Is this a good time for ICD-10? Providers are mandated to implement ICD-10 for outpatient diagnosis coding by October 1, 2014. This could not be at a worse time for healthcare organizations especially small practices. ICD-10 diagnosis codes are used by your provider to describe your illness and are submitted to insurance companies for payment. Providers currently use an older version called ICD-9. ICD-10 will increase the number of available diagnosis codes from 13,000 to 68,000. Medical Economic journal recently estimated the cost per practice to be $83,000-$2.7million according to the practice size.
The American Academy of Family Physicians (AAFP) recently indicated that providers should not have to bear the economic burden of upgrading to ICD-10. Upgrading requires practice management IT system changes that can be expensive for providers at a time when they are already spending big bucks to implement and upgrade their electronic health records.

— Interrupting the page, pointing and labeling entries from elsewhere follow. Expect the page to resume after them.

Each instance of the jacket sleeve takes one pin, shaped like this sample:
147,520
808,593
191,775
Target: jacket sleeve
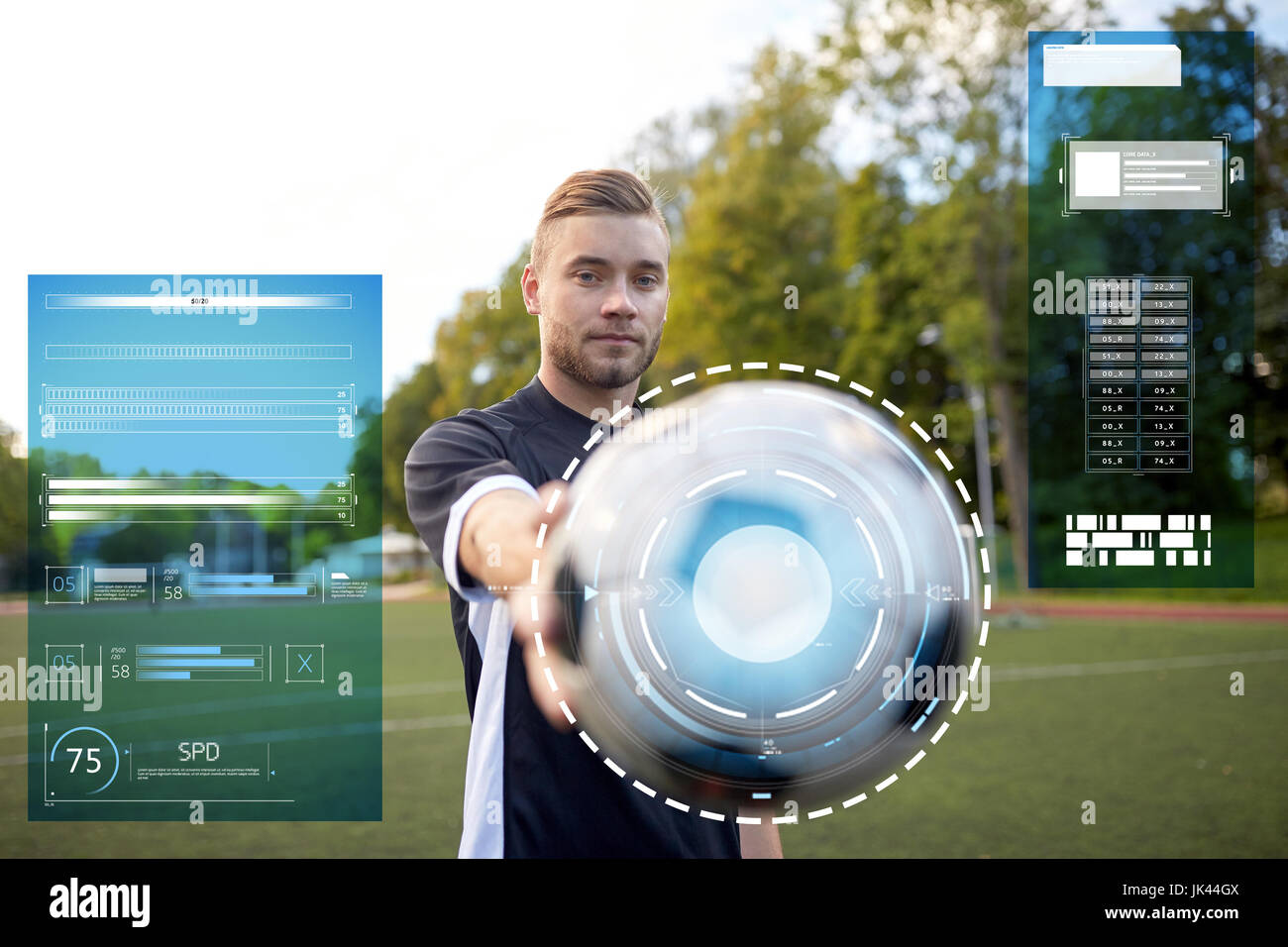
450,467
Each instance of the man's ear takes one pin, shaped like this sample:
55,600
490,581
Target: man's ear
528,286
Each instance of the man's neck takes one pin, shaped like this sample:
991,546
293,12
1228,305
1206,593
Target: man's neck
585,398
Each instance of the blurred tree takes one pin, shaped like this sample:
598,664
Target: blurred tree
945,85
1270,268
754,275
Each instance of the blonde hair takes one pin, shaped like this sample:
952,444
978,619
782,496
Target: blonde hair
595,192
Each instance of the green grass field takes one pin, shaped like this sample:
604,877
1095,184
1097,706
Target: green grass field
1176,766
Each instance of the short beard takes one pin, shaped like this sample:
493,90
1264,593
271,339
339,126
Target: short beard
567,355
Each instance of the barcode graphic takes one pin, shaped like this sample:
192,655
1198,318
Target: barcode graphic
1134,539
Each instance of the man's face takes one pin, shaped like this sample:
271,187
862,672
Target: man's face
601,298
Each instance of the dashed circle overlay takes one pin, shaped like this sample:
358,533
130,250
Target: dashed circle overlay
984,566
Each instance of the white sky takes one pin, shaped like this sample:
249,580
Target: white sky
408,141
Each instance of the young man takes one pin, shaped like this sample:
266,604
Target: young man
597,285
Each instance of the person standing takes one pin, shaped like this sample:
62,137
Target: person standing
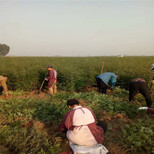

Meaningful Use Stage II is one initiative which has many providers struggling to meet new quality measures in 2013 and 2014. Other mandated quality programs are also in place leading to an almost insurmountable challenge for the average physician.
When implemented, ICD-10 should be beneficial and help improve accurate coding, and expand billable opportunities for medical practices. Over 20 countries currently use ICD-10 for reimbursement and reallocation within their health systems. It is working for other countries and many would say that it can help make the health system more efficient. I am sure some would disagree.
So how do we get providers the time and resources to upgrade their systems? ICD-10 implementation has already been delayed once. Maybe it needs to be delayed again. All I can say is medical practices, hospitals and other healthcare entities involved with this change will tell you that they have enough to do. However, I think most would agree the change is needed.